19th sunday year b homily reflection

ST. THOMAS AQUINAS’ BEAUTIFUL EUCHARISTIC HYMN : ADORO TE DEVOTE (I ADORE THEE DEVOUTLY).

ST. THOMAS AQUINAS’ BEAUTIFUL EUCHARISTIC HYMN:
ADORO TE DEVOTE (I ADORE THEE DEVOUTLY).

Dear brethren in Christ, here you have a beautiful Latin Eucharistic hymn attributed to St. Thomas Aquinas which professes the Real Presence of Our Lord in the Holy Eucharist.

It is usually prayed (or sung) during the Octave (8 days) after Corpus Christi and also every Thursday to commemorate the Institution of the Sacrament of the Holy Eucharist during Holy Thursday. A beautiful prayer of adoration, faith and love for Jesus’ Real, True and Substantial Presence in the Blessed Sacrament. Hope you meditate on it frequently!

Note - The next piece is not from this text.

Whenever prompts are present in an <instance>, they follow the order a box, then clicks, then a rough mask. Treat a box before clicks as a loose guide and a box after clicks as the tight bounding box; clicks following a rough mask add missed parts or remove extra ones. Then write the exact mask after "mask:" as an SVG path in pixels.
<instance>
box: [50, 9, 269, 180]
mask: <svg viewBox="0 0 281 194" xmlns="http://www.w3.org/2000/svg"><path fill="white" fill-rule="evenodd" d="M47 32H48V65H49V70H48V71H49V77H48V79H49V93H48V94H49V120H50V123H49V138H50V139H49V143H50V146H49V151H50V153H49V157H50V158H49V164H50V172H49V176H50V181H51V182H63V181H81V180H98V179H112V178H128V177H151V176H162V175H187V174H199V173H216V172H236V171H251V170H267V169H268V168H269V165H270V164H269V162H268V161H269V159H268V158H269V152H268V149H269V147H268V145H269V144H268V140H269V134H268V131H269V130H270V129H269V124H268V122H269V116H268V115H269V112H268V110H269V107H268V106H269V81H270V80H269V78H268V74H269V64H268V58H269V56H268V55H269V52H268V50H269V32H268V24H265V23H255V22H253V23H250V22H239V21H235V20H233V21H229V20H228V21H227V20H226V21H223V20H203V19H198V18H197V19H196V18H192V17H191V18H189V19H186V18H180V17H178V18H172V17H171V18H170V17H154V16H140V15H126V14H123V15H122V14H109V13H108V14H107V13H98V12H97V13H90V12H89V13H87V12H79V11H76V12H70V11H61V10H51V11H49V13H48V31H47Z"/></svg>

Happy Thursday to you and your family!

Below you have the English and Latin texts of the hymn. English translation is taken from the Daily Roman Missal (Midwest Theological Foundation, edited by Fr. James Socías)

English text (literal)

I devoutly adore you, O hidden God, truly hidden beneath these appearances.
My whole heart submits to you, and in contemplating you, it surrenders itself completely.

Sight, touch, taste are all deceived  in their judgment of you,
But hearing suffices firmly to believe.
I believe all that the Son of God has spoken;
There is nothing truer than this word of truth.

On the cross only the Divinity was hidden,
But here the Humanity is also hidden.
I believe and confess both,
And ask for what the repentant thief asked.

I do not see the wounds as Thomas did,
But I confess that you are my God.
Make me believe more and more in you,
Hope in you, and love you.

O memorial of our Lord’s death!
Living bread that gives life to man,
Grant my soul to live on you,
And always to savor your sweetness.

Lord Jesus, Good Pelican,
wash me clean with your blood,
One drop of which

can free the entire world of all its sins.

Jesus, whom now I see hidden,
I ask you to fulfill what I so desire:
That on seeing you face to face,

I may be happy of seeing your glory. Amen.

English text (poetic)

1Godhead here in hiding, whom I do adore,
Masked by these bare shadows, shape and nothing more,
See, Lord, at thy service low lies here a heart
Lost, all lost in wonder at the God thou art.

Seeing, touching, tasting are in thee deceived:
How says trusty hearing? that shall be believed;
What God’s Son has told me, take for truth I do;
Truth himself speaks truly or there’s nothing true.

On the cross thy godhead made no sign to men,
Here thy very manhood steals from human ken:
Both are my confession, both are my belief,
And I pray the prayer of the dying thief.

I am not like Thomas, wounds I cannot see,
But can plainly call thee Lord and God as he;
Let me to a deeper faith daily nearer move,
Daily make me harder hope and dearer love.

O thou our reminder of Christ crucified,
Living Bread, the life of us for whom he died,
Lend this life to me then: feed and feast my mind,
There be thou the sweetness man was meant to find.

Bring the tender tale true of the Pelican;
Bathe me, Jesu Lord, in what thy bosom ran—
Blood whereof a single drop has power to win
All the world forgiveness of its world of sin.

Jesu, whom I look at shrouded here below,
I beseech thee send me what I thirst for so,
Some day to gaze on thee face to face in light
And be blest for ever with thy glory’s sight.
Amen.

PICTURE BY RODOLFO V. REYES JR.

Latin text:

1. Adóro te devóte, latens Déitas, quæ sub his figúris vere látitas. Tibi se cor meum totum súbiicit, quia, te contémplans, totum déficit.

2. Visus, tactus, gustus in te fállitur, sed audítu solo tuto créditur. Credo quidquid dixit Dei Fílius: nil hoc verbo veritátis vérius.

3. In Cruce latébat sola Déitas; at hic latet simul et humánitas. Ambo tamen credens atque cónfitens, peto quod petívit latro pœnitens.

4. Plagas, sicut Thomas, non intúeor; Deum tamen meum te confíteor. Fac me tibi semper magis crédere, in te spem habére, te dilígere.

5. O memoriále mortis Dómini! Panis vivus vitam præstans hómini, præsta meæ menti de te vívere, et te illi semper dulce sápere.

6. Pie pellicáne, Iesu Dómine, me immúndum munda tuo sánguine: cuius una stilla salvum fácere totum mundum quit ab omni scélere.

7. Iesu, quem velátum nunc aspício, oro, fiat illud quod tam sítio; ut te reveláta cernens fácie, visu sim beátus tuæ glóriæ.